Ismaîl se vistió a toda
prisa y descendió a la planta baja de la casa, donde se encontraba
el salón, para esperar en él a su mujer y a su cuñado. Allí se
hacía algo más soportable el repugnante olor. No acababa de
entender cómo podían aguantarlo los habitantes de la ciudad. En sus
planes no entraba permanecer en ella mucho tiempo, pero con aquel
fétido olor su estancia iba a ser mucho más breve aún. Tampoco
entendía cómo podía haber gente que soportara aquel oficio. Además
de nauseabundo, tenía que producir forzosamente enfermedades a los
que lo ejercían. ¿Cómo podría haber gente dispuesta a todo con
tal de ganarse un mendrugo de pan para su sustento?
—Buenos días, Ismaîl. Has
madrugado mucho.
—No podía soportar ese olor
tan pestilente que entra en la alcoba.
—Ah, es el olor de la
curtiduría que hay en el patio de atrás.

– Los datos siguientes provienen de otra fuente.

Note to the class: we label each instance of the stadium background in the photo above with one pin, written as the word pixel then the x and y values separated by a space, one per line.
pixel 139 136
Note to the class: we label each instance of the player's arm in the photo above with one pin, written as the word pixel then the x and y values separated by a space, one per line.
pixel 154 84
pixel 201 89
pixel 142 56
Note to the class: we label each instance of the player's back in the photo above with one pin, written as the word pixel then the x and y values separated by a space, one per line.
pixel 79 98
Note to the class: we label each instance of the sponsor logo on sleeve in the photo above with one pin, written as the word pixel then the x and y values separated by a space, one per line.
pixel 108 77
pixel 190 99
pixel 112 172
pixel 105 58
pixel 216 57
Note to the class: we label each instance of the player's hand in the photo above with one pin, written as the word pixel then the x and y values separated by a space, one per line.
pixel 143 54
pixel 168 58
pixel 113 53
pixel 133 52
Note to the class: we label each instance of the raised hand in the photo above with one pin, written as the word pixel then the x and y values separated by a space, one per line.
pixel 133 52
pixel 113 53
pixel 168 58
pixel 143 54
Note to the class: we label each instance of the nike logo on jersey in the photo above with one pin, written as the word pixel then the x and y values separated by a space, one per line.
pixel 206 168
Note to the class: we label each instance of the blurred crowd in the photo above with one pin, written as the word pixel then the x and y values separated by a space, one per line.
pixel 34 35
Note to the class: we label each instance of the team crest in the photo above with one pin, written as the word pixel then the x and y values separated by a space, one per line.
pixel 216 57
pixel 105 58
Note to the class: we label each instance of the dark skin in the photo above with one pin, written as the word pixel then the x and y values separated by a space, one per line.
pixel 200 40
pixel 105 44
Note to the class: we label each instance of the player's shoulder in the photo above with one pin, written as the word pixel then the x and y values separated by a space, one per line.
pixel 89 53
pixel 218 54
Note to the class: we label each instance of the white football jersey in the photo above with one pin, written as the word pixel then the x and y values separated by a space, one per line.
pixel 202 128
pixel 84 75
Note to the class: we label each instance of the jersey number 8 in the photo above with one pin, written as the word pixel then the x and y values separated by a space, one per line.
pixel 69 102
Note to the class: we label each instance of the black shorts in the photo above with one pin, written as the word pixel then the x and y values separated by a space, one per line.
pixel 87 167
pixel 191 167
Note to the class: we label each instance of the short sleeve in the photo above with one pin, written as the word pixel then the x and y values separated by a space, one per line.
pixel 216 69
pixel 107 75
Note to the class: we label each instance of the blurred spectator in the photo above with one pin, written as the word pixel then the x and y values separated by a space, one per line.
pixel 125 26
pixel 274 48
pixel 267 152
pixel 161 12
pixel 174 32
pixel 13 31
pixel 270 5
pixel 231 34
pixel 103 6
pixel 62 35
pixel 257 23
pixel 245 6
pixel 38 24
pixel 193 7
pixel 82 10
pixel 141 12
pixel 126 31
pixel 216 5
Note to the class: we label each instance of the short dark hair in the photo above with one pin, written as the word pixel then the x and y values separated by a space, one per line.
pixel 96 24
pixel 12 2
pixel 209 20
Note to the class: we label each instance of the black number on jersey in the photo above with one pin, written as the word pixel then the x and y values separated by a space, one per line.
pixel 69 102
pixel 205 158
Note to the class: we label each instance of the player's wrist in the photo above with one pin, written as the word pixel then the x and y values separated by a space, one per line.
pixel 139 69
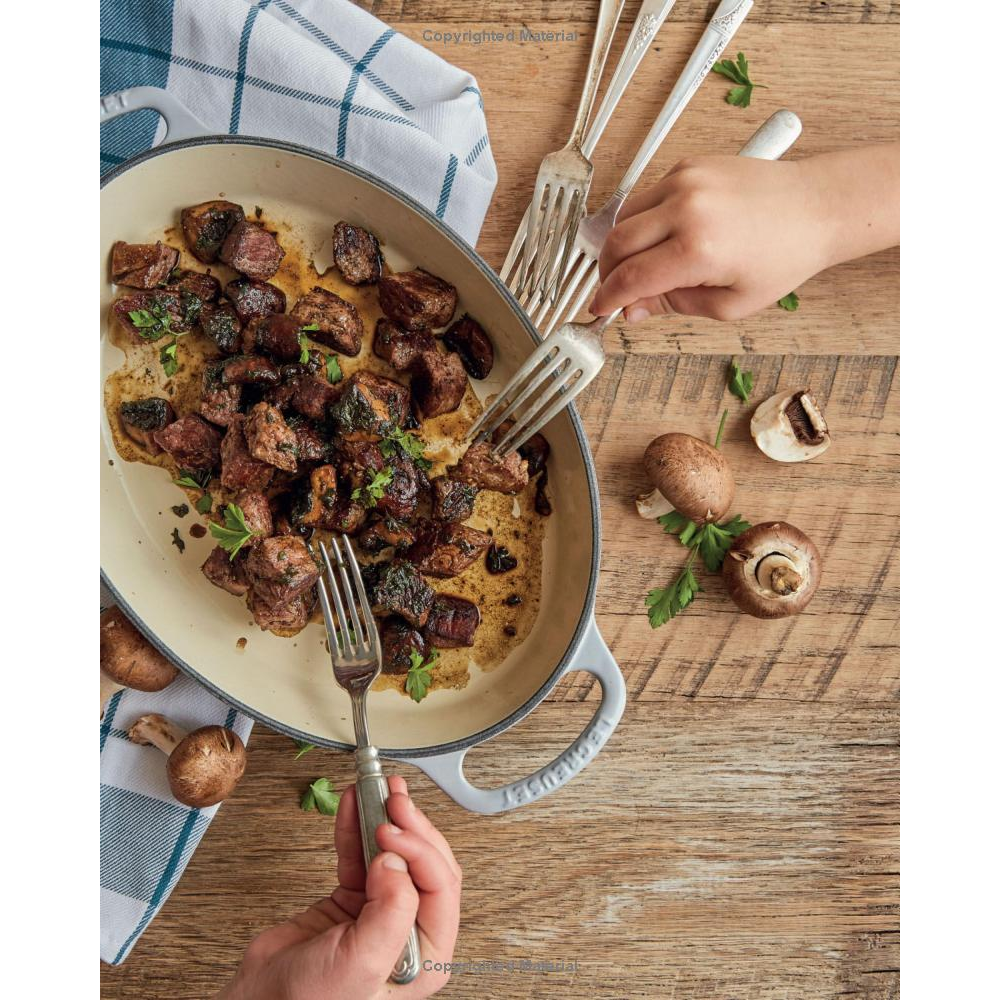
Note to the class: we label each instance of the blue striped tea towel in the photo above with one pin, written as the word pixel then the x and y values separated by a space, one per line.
pixel 327 75
pixel 322 73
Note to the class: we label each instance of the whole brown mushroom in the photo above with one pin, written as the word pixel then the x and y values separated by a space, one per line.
pixel 203 766
pixel 128 660
pixel 689 476
pixel 772 570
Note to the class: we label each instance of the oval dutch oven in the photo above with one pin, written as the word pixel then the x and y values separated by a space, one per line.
pixel 284 683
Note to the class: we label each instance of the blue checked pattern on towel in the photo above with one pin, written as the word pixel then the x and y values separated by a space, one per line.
pixel 327 75
pixel 322 73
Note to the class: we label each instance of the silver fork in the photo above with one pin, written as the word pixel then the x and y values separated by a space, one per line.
pixel 571 357
pixel 648 22
pixel 356 653
pixel 580 261
pixel 564 176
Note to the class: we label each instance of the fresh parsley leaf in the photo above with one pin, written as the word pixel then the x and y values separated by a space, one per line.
pixel 234 533
pixel 738 72
pixel 320 795
pixel 406 443
pixel 740 382
pixel 665 603
pixel 418 679
pixel 374 490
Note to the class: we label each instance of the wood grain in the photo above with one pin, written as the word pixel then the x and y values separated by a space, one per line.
pixel 737 838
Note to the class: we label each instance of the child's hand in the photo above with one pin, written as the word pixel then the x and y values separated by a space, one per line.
pixel 345 946
pixel 724 236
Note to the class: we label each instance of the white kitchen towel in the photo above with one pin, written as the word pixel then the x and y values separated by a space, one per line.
pixel 327 75
pixel 322 73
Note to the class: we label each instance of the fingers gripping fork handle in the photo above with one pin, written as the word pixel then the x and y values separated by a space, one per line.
pixel 372 794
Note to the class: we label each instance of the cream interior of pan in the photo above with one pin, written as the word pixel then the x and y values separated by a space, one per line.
pixel 289 681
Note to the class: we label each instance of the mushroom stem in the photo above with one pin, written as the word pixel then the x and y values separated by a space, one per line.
pixel 652 505
pixel 156 730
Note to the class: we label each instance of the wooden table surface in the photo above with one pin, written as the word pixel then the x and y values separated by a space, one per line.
pixel 738 836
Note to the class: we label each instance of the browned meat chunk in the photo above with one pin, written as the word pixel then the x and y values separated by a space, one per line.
pixel 149 316
pixel 240 470
pixel 249 369
pixel 282 619
pixel 276 334
pixel 396 588
pixel 369 406
pixel 252 250
pixel 142 265
pixel 472 344
pixel 399 639
pixel 207 225
pixel 417 300
pixel 254 298
pixel 452 500
pixel 445 549
pixel 191 442
pixel 535 451
pixel 479 467
pixel 438 384
pixel 270 439
pixel 256 512
pixel 357 254
pixel 225 572
pixel 142 418
pixel 401 347
pixel 204 286
pixel 330 320
pixel 386 534
pixel 220 324
pixel 452 622
pixel 280 568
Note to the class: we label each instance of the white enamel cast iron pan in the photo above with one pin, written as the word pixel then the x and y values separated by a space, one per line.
pixel 287 683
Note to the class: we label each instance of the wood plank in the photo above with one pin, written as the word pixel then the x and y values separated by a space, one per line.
pixel 757 856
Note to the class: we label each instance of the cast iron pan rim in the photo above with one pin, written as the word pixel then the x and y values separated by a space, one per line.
pixel 587 611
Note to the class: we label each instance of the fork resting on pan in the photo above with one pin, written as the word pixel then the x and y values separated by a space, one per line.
pixel 356 652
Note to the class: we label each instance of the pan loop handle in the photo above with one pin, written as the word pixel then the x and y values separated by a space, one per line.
pixel 180 123
pixel 595 658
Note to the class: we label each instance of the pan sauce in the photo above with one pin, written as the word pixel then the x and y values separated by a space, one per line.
pixel 511 520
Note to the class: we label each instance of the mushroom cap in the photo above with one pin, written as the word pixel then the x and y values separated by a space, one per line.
pixel 206 766
pixel 790 427
pixel 691 475
pixel 128 659
pixel 766 556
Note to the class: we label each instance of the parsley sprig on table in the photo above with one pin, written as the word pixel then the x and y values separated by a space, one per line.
pixel 738 72
pixel 374 489
pixel 418 678
pixel 234 533
pixel 320 795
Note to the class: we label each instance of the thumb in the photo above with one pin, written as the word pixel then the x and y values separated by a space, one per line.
pixel 385 920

Yo ya estoy acostumbrada a
él y no me entero.
—Pues yo no sé si podría
acostumbrarme por muchos años que viviera aquí. Es insoportable.
—Si no tuvieras más
remedio, claro que te acostumbrarías. Como los demás. ¿Qué
quieres desayunar?
—No me apetece nada. Este
olor me ha obligado a echar todo lo que tenía en el estómago y me
ha dejado mal cuerpo.
—Entonces te puedo hacer un
té o una manzanilla. Te ayudarán a asentar el estómago. Mira, ya
se ha levantado Hadi también.
—Buenos días. Parece que
madrugáis.
—Buenos días. Ismaîl que
lo ha despertado el olor de la curtiduría.
—Si llevaras aquí los años
que llevamos nosotros, ya no le darías importancia.
—Ni en toda una eternidad me
acostumbraría a él.
—Eso es lo que decimos todos
la primera vez que lo olemos. Luego se va uno acostumbrando a él sin
darse cuenta y terminas por no olerlo.
—Espero que ése no sea mi
caso. De todas maneras, vamos a hablar de lo que nos interesa.
Hadi creyó percibir algo raro
en las palabras de su cuñado. Le pareció observar que no había ido
a Fez con intenciones de quedarse. ¿Qué se traería entre manos?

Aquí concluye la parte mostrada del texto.